= Communities Directorates =

Scottish group of civil service Directorates

The Communities Directorates (Buidheann-stiùiridh nan Coimhearsnachdan) are a group of civil service Directorates in the Scottish Government. The individual Directorates within the overarching Communities Directorates report to the Director-General, Louise MacDonald.

==History==
The Governance and Communities Directorates were created by a December 2010 re-organisation, with Paul Gray appointed as the Director-General. In June 2014, Sarah Davidson was appointed as Director-General, with the group of Directorates now simply referred to as "Communities".

== Ministers ==
There is no direct relationship between Ministers and the Directorates. However, in general, the activities of the Directorates include those under the purview of the Cabinet Secretary for Social Justice, Shirley-Anne Somerville MSP. She is assisted in this work by the Minister for Equalities, Migration and Refugees, the Minister for Local Government Empowerment and Planning and the Minister for Housing.

==Directorates==
The overarching Scottish Government Directorates were preceded by similar structures called "Departments" that no longer exist (although the word is still sometimes used in this context).

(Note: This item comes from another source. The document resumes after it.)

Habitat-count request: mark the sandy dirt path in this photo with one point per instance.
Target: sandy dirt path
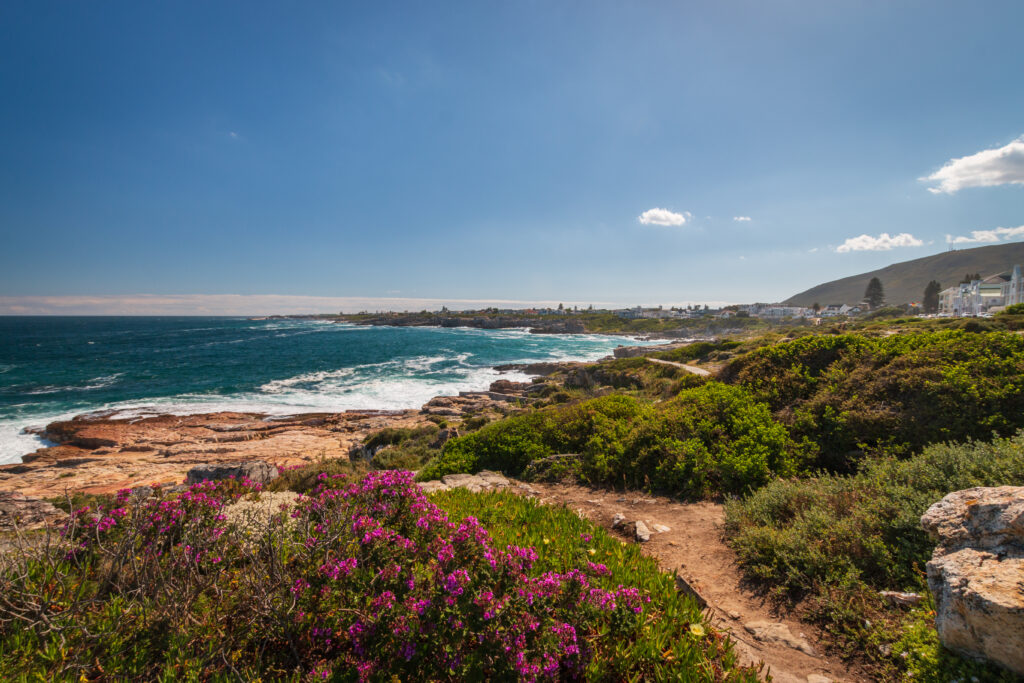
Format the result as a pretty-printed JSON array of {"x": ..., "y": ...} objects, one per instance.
[{"x": 693, "y": 546}]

As an overarching unit, the Communities Directorates incorporate a number of individual Directorates entitled:

- Equality, Inclusion and Human Rights - Director: Alison Byrne
- Local Government and Housing - Director: Sean Neill
- Public Service Reform - Director: Mary McAllan
- Social Security - Director: Stephen Kerr
- Tackling Child Poverty and Social Justice - Director: Shirley Laing
- Ukraine Resettlement - Interim Director: Miriam Craven

The individual Directorates are headed by Directors who are assisted by Deputy Directors.